Geçtiğimiz hafta ise Revolut nihayet İngiltere’de bankacılık lisansını aldığını duyurdu. Bu lisans, şirketin mevduat, kredi verme ve diğer bankacılık hizmetlerini sunabilmesine olanak tanıyarak, finansal hizmetlerini genişletme yolunda önemli bir kilometre taşı oldu.
Finteklerin önemli aktörlerinden biri olan Revolut 2024 itibarıyla İngiltere’de 9 milyon, küresel çapta ise 45 milyonun üzerinde müşteriye hizmet veriyor. Şirket, 2023 yılı için yaklaşık 438 milyon pound tutarında rekor bir vergi öncesi kâr bildirdi ve bu yeni hamleyle yaklaşık 45 milyar dolar değerlemeye ulaştığı değerlendiriliyor.
Bundan sonra İngiltere'deki faaliyetlerini daha da genişleterek, mevduat hesapları, kişisel krediler ve mortgage hizmetleri gibi geleneksel bankacılık hizmetlerini dijital platformunda sunarak müşteri tabanını genişletmeyi hedefliyor.
Şirketin CEO'su Nik Storonsky, bu önemli gelişme sonrası yaptığı "Şirketin yolculuğunda bu önemli dönüm noktasına ulaşmaktan inanılmaz derecede gurur duyuyoruz ve Revolut'u İngiltere'deki müşterilerin tercih ettiği banka haline getirmek için elimizden geleni yapacağız" açıklamasıyla da motivasyonlarını vurguladı.
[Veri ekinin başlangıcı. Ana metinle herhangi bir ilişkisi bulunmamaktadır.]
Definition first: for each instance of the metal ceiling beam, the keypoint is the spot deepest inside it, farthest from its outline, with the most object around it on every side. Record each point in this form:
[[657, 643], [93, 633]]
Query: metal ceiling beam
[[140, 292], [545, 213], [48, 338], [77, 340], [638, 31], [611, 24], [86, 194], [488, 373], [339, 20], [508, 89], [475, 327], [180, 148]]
Revolut’un dijital bankacılık devrimi, Rocky’nin mücadelesi gibi, kararlılık ve azimle mümkün oldu diyebilirim. Serinin 2006’deki devam filminde, bu kez Rocky’nin oğluna söylediği şu sözler bunu özetliyor:
"Sen, ben ya da hiç kimse, hayat kadar sert vuramaz. Ama önemli olan ne kadar sert vurduğun değil ne kadar sert vurulup yoluna devam edebildiğindir. İşte kazanmak böyle olur!"